A belle of the blues with a head for business and a visceral gift as a songwriter, Victoria Spivey enjoyed a long career that took her from the role of ingenue to that of queen mother. Along the way she was a theater pianist, movie star, comedienne, bandleader, manager, church organist, record label owner, historian, and an inspiration to Bob Dylan and many others. Spivey was born on October 15, 1906, (or November 12 in one official document) in Houston, Texas, where her father and brothers had a string band. Two of her sisters, Addie (“Sweet Peas”) and Elton (“The Za Zu Girl”) became blues recording artists, but Victoria’s talent stood out, and the family sent her to St. Louis to pursue a singing career like her lifelong friend from Houston, Sippie Wallace. Spivey hit it big with her first record, the risqué “Black Snake Blues,” in 1926 and wrote many more songs for herself and other artists. “Blues Is My Business” would become her motto, and she started taking care of matters early on by suing her publisher for royalties in 1928.

“T.B. Blues,” another popular record, was one of her many stark, moaning blues on OKeh, Victor, Vocalion, and Decca to employ grim, somber, or deathly themes. Blind Lemon Jefferson, Lead Belly, John Lee Hooker, and many others recorded her songs. “You Done Lost Your Good Thing Now,” written with her husband, trumpeter Rubin Floyd, was a duet with Lonnie Johnson, later covered by B.B. King. Spivey’s sessions included stellar accompanists Louis Armstrong, King Oliver, Tampa Red, and many others. She earned lasting fame playing “Missy” in the historic all-black 1929 film Hallelujah! She also led an orchestra and became wife and manager to famous tap dancer Billy Adams. Like her idol Ida Cox, she continued to work theaters and nightclubs during and after the Great Depression, which put many other blues women out of business.

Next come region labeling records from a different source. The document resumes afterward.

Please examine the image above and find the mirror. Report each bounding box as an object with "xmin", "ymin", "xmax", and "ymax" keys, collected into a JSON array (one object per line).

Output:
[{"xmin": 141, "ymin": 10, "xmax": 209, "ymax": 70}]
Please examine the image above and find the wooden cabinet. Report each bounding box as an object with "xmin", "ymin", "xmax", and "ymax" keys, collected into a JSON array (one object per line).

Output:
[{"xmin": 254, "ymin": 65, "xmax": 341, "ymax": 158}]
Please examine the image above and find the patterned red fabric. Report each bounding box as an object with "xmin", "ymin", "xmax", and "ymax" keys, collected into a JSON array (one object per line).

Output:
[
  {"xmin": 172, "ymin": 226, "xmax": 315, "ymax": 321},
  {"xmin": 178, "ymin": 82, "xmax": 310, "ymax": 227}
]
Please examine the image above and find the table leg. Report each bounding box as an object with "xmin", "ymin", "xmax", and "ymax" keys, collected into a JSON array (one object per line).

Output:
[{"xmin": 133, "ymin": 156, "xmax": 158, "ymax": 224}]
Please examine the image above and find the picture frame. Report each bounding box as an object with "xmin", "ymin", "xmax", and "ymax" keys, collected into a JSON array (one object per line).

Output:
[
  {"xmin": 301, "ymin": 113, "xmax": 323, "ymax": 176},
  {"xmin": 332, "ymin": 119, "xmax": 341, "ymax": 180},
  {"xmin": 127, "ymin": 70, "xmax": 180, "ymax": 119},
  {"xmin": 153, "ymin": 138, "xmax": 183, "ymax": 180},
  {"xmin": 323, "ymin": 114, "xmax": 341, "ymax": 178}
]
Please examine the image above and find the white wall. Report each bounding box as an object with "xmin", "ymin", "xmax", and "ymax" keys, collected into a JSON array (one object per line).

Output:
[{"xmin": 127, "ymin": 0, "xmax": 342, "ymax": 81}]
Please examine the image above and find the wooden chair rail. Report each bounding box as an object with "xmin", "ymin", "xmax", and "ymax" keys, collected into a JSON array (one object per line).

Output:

After living in Moberly, Missouri with her sister Addie and their mother, she moved to Chicago and then New York, buying a home in Brooklyn. In the 1950s she sang at jazz clubs and played in church but only embarked on a career comeback in the 1960s with the support of jazz and blues buff Len Kunstadt, who became her companion and manager of the label they launched, Spivey Records. In 1961 Spivey also recorded for Prestige Bluesville. With her regal reputation and friendships in the blues world, “Queen Vee” was able to entice many legendary blues figures to record for her label, at the same time nurturing up-and-coming talent including Bob Dylan, who recorded with her and Big Joe Williams on March 2, 1962. Dylan made no secret of his affection for Spivey, and a photo of the pair adorns the back cover of his New Morning album. The Spivey Records catalog includes music by the Muddy Waters band, Willie Dixon, Otis Spann, Lonnie Johnson, Roosevelt Sykes, Sonny Boy Williamson, and many more.

Spivey remained a coy, charismatic performer, touring Europe with the 1963 American Folk Blues Festival, playing the Ann Arbor Blues & Jazz Festival, the Philadelphia Folk Festival and others, gracing various documentaries, and continuing to appear in New York until shortly before her death from a hemorrhage on October 3, 1976. As befitting her professional endeavors, collections of her business and personal papers and memorabilia are archived at Emory University and the Rutgers Institute of Jazz Studies.